Lorsque je vois des régimes autoritaires organiser des pseudo-élections et annoncer ensuite des résultats avec des scores absurdes pour le dictateur, je me demande souvent comment est décidé le pourcentage de voix qui l'emporte. J'imagine un comité de personnes assises autour d'une table et des débats houleux du genre :

"Je dis qu'il devrait gagner avec 95 %. Tout autre résultat serait une honte et une insulte pour notre grand leader !"

"Non, non, il faut qu'il ait l'air plus crédible, comme 85 %. Les gens ne croiront pas 95 % !"

"De l'ordre, de l'ordre ! Mesdames et Messieurs du Haut Conseil du truquage électoral, il se fait tard et nous devons prendre une décision. Pouvons-nous, s'il vous plaît, trouver un chiffre de compromis sur lequel nous pouvons nous mettre d'accord ?"

Je doute que mon scénario imaginaire corresponde à la réalité des dictatures mais je sais que les autorités égyptiennes ont annoncé hier que le président Abdel Fattah al-Sisi avait "remporté" un troisième mandat de six ans avec 89,6 % des voix.

Je sais également que cette invraisemblable victoire fait suite à une vague d'arrestations, d'intimidations et d'exigences excessives à l'égard des candidats, qui ont fondamentalement empêché une véritable concurrence. Dans les mois qui ont précédé l'élection, les forces de sécurité ont étouffé les manifestations pacifiques. Elles ont harcelé, détenu et poursuivi des dizaines de journalistes, ainsi que des militants politiques et des défenseurs des droits humains.

En particulier, les autorités ont ciblé les partisans et les membres de la famille d'Ahmed Tantawy, un opposant virulent aux dirigeants du pays et un candidat potentiel à l'élection présidentielle dont les autorités ont éliminé la candidature en l'empêchant de se qualifier.

Pour reprendre les termes de mon collègue et expert, Amr Magdi : "Il est clair que l'élection n'était qu'une mascarade vide de sens dans laquelle Sisi n'était pas disposé à affronter un véritable adversaire".

Rien de tout cela n'est nouveau pour l'Égypte, explique-t-il. Sous le régime de Sisi, l'armée a renforcé son contrôle sur tous les aspects de la vie des Égyptiens, et la répression a largement détruit l'espace civique, c'est-à-dire les activités indépendantes des autorités.
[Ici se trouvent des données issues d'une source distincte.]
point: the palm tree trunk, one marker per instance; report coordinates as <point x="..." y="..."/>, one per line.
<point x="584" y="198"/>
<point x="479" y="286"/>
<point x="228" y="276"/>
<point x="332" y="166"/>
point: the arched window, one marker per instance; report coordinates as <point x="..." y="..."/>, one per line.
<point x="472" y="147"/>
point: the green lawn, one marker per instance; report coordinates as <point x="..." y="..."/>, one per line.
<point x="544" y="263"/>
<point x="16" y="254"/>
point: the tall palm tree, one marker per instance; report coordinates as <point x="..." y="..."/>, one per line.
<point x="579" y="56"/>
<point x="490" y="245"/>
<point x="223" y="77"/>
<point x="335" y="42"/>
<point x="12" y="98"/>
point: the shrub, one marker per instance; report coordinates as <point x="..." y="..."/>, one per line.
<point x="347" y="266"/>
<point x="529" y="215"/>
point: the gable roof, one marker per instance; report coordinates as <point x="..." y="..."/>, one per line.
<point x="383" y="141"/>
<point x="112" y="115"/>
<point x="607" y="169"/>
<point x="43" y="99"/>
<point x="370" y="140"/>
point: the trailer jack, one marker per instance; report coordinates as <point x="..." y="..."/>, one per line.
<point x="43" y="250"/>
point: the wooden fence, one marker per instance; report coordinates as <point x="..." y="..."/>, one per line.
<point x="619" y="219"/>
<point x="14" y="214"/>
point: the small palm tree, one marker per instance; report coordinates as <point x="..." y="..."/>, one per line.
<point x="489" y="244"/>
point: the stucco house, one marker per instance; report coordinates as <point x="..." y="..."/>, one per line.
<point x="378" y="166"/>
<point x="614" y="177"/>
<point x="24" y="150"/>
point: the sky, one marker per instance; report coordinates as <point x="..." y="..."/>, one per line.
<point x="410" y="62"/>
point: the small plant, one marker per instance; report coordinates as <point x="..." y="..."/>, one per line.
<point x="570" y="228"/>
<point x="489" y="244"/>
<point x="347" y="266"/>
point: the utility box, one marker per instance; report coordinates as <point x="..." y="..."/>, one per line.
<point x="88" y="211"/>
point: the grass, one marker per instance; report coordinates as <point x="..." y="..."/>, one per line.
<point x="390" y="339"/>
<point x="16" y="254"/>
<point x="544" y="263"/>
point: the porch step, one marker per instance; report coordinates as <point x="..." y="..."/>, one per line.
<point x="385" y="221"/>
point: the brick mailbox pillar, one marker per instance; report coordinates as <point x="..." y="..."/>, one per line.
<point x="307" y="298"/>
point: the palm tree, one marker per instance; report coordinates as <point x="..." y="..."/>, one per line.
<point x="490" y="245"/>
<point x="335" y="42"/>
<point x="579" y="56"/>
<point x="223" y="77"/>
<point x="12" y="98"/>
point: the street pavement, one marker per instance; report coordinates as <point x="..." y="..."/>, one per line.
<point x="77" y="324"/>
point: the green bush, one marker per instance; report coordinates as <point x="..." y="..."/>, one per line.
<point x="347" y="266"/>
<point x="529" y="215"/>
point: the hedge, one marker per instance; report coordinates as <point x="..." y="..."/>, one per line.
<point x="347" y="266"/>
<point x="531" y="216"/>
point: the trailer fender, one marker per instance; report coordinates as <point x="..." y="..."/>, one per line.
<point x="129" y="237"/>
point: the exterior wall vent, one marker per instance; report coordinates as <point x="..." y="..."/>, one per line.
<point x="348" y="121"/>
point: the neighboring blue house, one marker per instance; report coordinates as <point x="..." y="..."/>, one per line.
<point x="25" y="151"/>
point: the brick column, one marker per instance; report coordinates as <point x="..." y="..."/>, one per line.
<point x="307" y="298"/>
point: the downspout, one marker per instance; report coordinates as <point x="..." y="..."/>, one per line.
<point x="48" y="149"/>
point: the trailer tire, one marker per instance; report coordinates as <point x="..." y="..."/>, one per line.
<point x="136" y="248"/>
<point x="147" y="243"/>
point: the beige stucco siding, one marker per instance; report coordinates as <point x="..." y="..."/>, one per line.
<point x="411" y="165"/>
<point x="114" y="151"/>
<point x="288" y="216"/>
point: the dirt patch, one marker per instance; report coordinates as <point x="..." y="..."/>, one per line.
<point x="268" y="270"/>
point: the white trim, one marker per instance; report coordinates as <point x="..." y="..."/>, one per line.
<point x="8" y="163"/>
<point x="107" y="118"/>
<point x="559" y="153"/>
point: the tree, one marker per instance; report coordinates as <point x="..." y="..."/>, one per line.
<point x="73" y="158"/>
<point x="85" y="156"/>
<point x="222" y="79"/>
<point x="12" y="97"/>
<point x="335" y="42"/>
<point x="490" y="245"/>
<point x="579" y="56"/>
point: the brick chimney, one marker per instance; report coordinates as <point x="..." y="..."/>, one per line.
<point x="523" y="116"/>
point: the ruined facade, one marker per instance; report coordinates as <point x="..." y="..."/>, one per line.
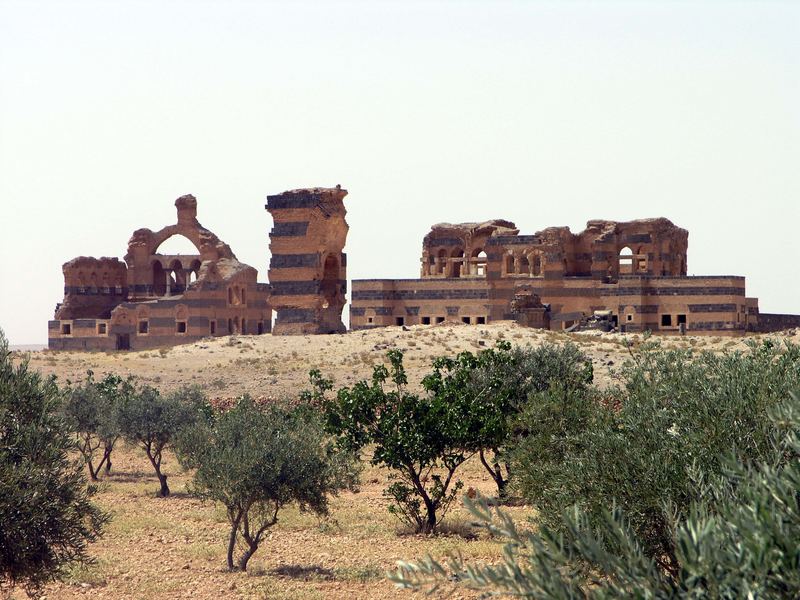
<point x="308" y="270"/>
<point x="634" y="272"/>
<point x="154" y="300"/>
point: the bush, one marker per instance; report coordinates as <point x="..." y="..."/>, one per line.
<point x="45" y="509"/>
<point x="256" y="460"/>
<point x="492" y="387"/>
<point x="741" y="539"/>
<point x="654" y="444"/>
<point x="419" y="438"/>
<point x="153" y="421"/>
<point x="91" y="409"/>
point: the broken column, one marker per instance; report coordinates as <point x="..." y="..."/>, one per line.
<point x="307" y="271"/>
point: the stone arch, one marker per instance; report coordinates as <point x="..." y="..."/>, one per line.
<point x="329" y="286"/>
<point x="536" y="264"/>
<point x="508" y="264"/>
<point x="442" y="258"/>
<point x="180" y="239"/>
<point x="524" y="265"/>
<point x="457" y="265"/>
<point x="479" y="262"/>
<point x="159" y="279"/>
<point x="625" y="260"/>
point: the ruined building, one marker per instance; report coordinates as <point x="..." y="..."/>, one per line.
<point x="631" y="275"/>
<point x="308" y="270"/>
<point x="634" y="273"/>
<point x="153" y="300"/>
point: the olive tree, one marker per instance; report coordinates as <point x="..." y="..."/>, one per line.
<point x="420" y="438"/>
<point x="47" y="518"/>
<point x="652" y="444"/>
<point x="739" y="539"/>
<point x="153" y="421"/>
<point x="492" y="389"/>
<point x="257" y="460"/>
<point x="92" y="410"/>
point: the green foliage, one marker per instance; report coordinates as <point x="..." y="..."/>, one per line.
<point x="256" y="460"/>
<point x="653" y="444"/>
<point x="739" y="539"/>
<point x="420" y="438"/>
<point x="492" y="387"/>
<point x="91" y="408"/>
<point x="46" y="516"/>
<point x="153" y="421"/>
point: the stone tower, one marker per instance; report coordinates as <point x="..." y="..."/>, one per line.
<point x="307" y="272"/>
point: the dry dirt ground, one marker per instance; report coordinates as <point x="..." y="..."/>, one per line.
<point x="175" y="547"/>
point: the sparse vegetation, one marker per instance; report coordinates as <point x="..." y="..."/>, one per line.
<point x="47" y="518"/>
<point x="255" y="461"/>
<point x="153" y="421"/>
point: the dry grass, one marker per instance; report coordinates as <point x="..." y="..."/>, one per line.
<point x="175" y="547"/>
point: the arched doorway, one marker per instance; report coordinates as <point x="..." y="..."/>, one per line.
<point x="329" y="287"/>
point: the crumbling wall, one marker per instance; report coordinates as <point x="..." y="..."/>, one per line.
<point x="308" y="270"/>
<point x="92" y="287"/>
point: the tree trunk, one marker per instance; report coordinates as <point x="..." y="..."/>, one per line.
<point x="92" y="472"/>
<point x="245" y="558"/>
<point x="497" y="474"/>
<point x="232" y="539"/>
<point x="162" y="479"/>
<point x="107" y="456"/>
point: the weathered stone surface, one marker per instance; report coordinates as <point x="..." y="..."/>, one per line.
<point x="153" y="300"/>
<point x="635" y="271"/>
<point x="308" y="270"/>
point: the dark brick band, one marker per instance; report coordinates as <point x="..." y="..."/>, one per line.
<point x="293" y="261"/>
<point x="289" y="229"/>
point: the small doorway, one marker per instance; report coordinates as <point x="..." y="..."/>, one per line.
<point x="123" y="341"/>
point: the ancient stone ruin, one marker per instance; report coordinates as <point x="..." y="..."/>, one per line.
<point x="154" y="300"/>
<point x="308" y="270"/>
<point x="632" y="275"/>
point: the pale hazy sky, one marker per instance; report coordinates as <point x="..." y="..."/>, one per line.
<point x="544" y="113"/>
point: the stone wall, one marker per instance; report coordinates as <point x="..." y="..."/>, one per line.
<point x="308" y="270"/>
<point x="158" y="300"/>
<point x="771" y="322"/>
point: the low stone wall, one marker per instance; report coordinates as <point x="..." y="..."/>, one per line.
<point x="769" y="322"/>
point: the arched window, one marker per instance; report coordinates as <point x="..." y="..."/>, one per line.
<point x="508" y="263"/>
<point x="442" y="261"/>
<point x="524" y="265"/>
<point x="480" y="261"/>
<point x="625" y="261"/>
<point x="159" y="279"/>
<point x="536" y="265"/>
<point x="458" y="263"/>
<point x="329" y="286"/>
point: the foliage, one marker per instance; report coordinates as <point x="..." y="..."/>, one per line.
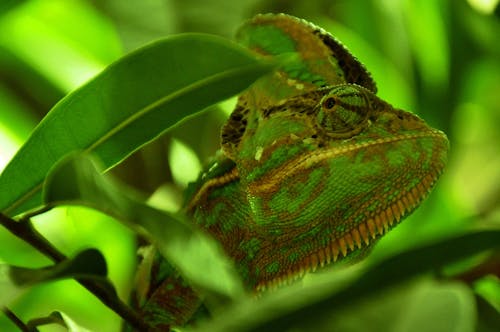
<point x="434" y="272"/>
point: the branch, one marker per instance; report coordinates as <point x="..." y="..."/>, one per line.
<point x="24" y="230"/>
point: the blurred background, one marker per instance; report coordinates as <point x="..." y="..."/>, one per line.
<point x="439" y="59"/>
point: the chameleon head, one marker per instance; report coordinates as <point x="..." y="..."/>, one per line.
<point x="327" y="173"/>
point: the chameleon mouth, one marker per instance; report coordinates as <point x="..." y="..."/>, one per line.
<point x="358" y="237"/>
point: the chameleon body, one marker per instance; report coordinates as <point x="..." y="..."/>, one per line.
<point x="314" y="166"/>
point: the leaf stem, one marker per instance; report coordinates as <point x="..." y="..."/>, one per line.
<point x="16" y="320"/>
<point x="24" y="230"/>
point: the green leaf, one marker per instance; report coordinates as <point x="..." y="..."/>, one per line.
<point x="76" y="181"/>
<point x="14" y="280"/>
<point x="59" y="318"/>
<point x="127" y="105"/>
<point x="310" y="307"/>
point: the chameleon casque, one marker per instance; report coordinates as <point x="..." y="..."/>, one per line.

Le droit à la participation politique est essentiellement ignoré dans le pays.

Des milliers de personnes perçues comme des détracteurs ont été emprisonnées à tort, souvent dans des conditions épouvantables. Les tribunaux ne sont rien de plus qu'un autre outil obéissant de la répression du gouvernement.

Pendant ce temps, l'Union européenne cherche à resserrer ses liens avec le régime de Sisi, en poursuivant les négociations sur un accord de partenariat bilatéral amélioré. Cet accord comprendra probablement un soutien politique et économique supplémentaire à l'Égypte, sans s'attaquer à certaines des causes profondes de la situation économique désastreuse du pays, comme sa répression systématique.

La vision d'un "Haut Conseil du trucage des élections" que j'ai exposée au début de cet article n'était que pure fantaisie, bien sûr. Mais ce n'est rien comparé au monde imaginaire dans lequel les partenaires de l'Égypte semblent vivre avec leur approche de soutien à la brutalité autoritaire.